Los faros iluminaban las patas del gigante que no eran más gruesas que la parte
estrecha de un bate de béisbol. El matrimonio salió del coche, ciertamente poco
asustado para el espectáculo que estaban presenciando. Desde el interior, a través
del parabrisas, no podían ver la cara del gigante que debía hacer unos treinta
metros. Se acercaron a él mirando hacia arriba. En aquel instante, las patas
del gigante no eran más gruesas que el palo de una escoba.
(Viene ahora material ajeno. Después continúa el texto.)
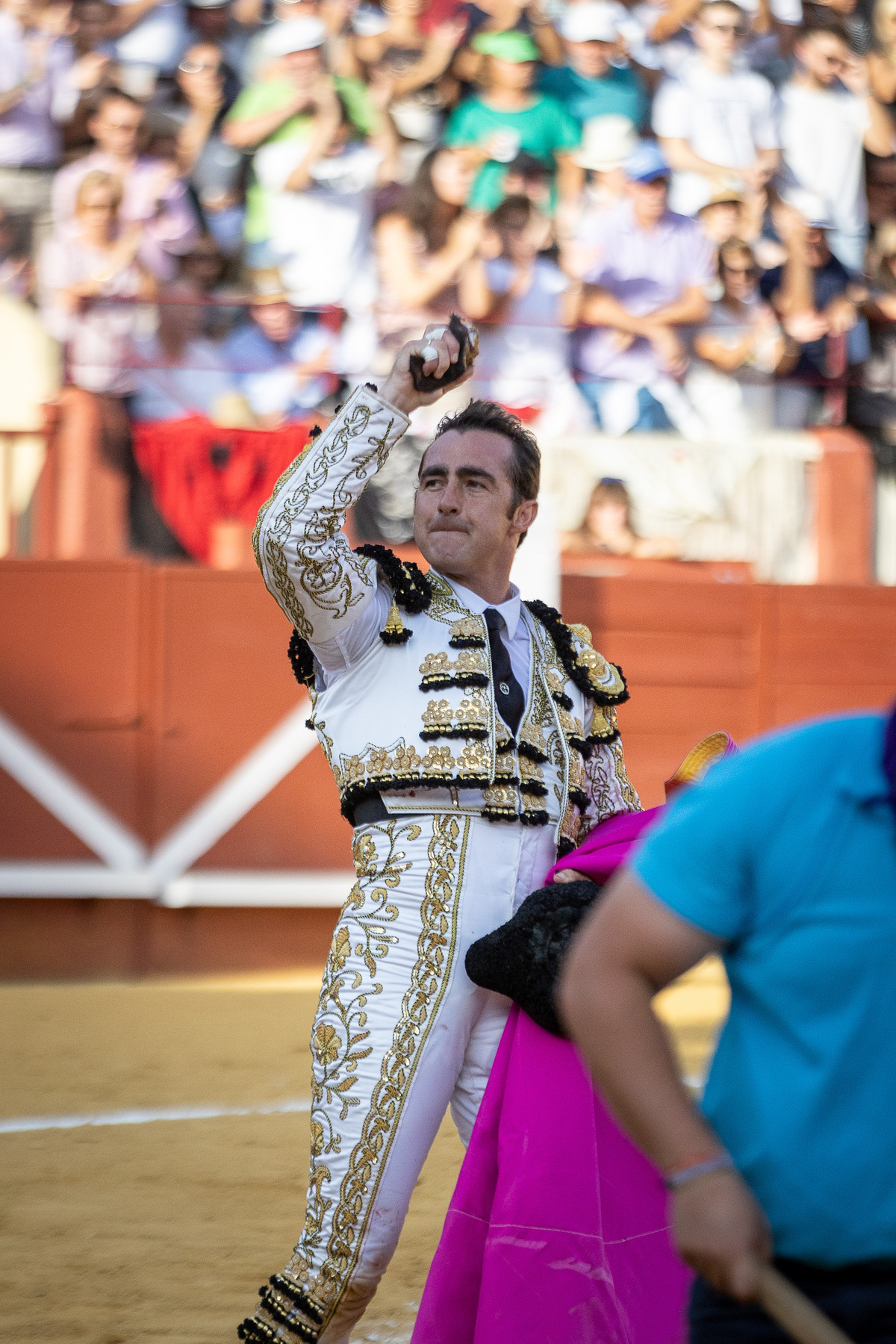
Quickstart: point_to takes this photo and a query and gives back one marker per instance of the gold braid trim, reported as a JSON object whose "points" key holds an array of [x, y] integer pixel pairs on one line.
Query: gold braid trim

―Hola… ―se escuchó desde lo alto con una voz que parecía
alejarse―…mamá… ―A mamá ahora sí que le dio un vuelco el corazón. La fuente de
la voz se alejaba más y más hacia lo alto―…Perdonadme…―Fue lo último que se
escuchó antes de que las patas, que ahora no eran más gruesas que las de un
canario, empezaran a temblar y finalmente a colapsar. Algo parecido a una
cuerda que hubieran soltado desde lo alto comenzó a formar una montañita de
hilo orgánico.
El metro cuarenta de Mama-Pepito cayó de rodillas entre
llantos, mientras intentaba frenar la caída de aquel hilo, preguntando al vacío:
“¿Qué hemos hecho mal?”
El metro cincuenta y dos de Papa-Pepito, que la contemplaba
desde lo alto, pensó: «Jugar a ser normales». Lo pensó pero no lo dijo.
Al llegar a casa, con el hilo amontonado en el maletero y
una historia difícil de creer, encontraron dos frascos vacíos de los de reciente
adquisición, en los que rezaba bien grande, justo debajo del nombre del
medicamento: “Respetar escrupulosamente las dosis”.